The very definition of marketing is to entice customers by highlighting a product's value for the purpose of selling that product. Marketing is supposed to make you money—not cause you to lose money.
But if you aren't careful, that is exactly what can happen. Simple flaws in your marketing can lead to chargebacks. And there is nothing in the world of business that can drain profits faster and more pointlessly than a chargeback.
If you've been fortunate enough to evade chargebacks so far, you might not know what they are. But since very few businesses manage to avoid them altogether, you'd better understand the general idea: A chargeback is a forced credit card refund, initiated by the cardholder and executed by the credit card company.
What is the difference between a traditional refund and a chargeback?
If a customer contacts you for a refund, you get the product back. That means you can sell it again, though it might also cost you a few bucks to repackage it or restock it. But that's it.
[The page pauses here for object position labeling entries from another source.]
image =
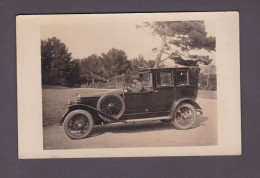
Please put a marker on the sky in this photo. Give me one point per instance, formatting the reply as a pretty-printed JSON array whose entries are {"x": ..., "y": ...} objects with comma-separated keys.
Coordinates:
[{"x": 83, "y": 40}]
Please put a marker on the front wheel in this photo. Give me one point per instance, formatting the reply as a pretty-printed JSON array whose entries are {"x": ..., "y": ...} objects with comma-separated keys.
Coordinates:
[
  {"x": 78, "y": 124},
  {"x": 184, "y": 116}
]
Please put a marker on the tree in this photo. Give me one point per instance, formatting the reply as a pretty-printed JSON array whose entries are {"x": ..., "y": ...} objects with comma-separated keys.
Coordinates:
[
  {"x": 114, "y": 62},
  {"x": 178, "y": 38},
  {"x": 56, "y": 62}
]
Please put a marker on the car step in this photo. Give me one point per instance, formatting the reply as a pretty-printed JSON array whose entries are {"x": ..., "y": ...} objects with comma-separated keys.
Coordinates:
[{"x": 148, "y": 119}]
That's the extent of the negative ramifications of a refund.
A chargeback brings about a host of losses:
- First, the customer keeps the item in question. That means you've lost any chance to sell it again.
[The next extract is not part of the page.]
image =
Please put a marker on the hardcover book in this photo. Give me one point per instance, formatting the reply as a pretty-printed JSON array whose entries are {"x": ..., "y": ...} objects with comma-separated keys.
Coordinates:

- Next, the bank will charge an administrative fee for each chargeback you receive (it could be as much as $70 each).
- Finally, if you receive too many chargebacks in a month, the bank will just close your merchant account (if you want to get into the nitty-gritty, the bank will usually terminate an account if your chargeback-to-transaction ratio is above 1%). That means you'll have to close your business: How can you expect to sell anything if customers can't pay by credit card?
If you do lose your merchant account, it could take years to get another. You'll be placed on the MATCH list for five years. If you do get a new account, it will be considered "high risk" and the accompanying fees will be steep.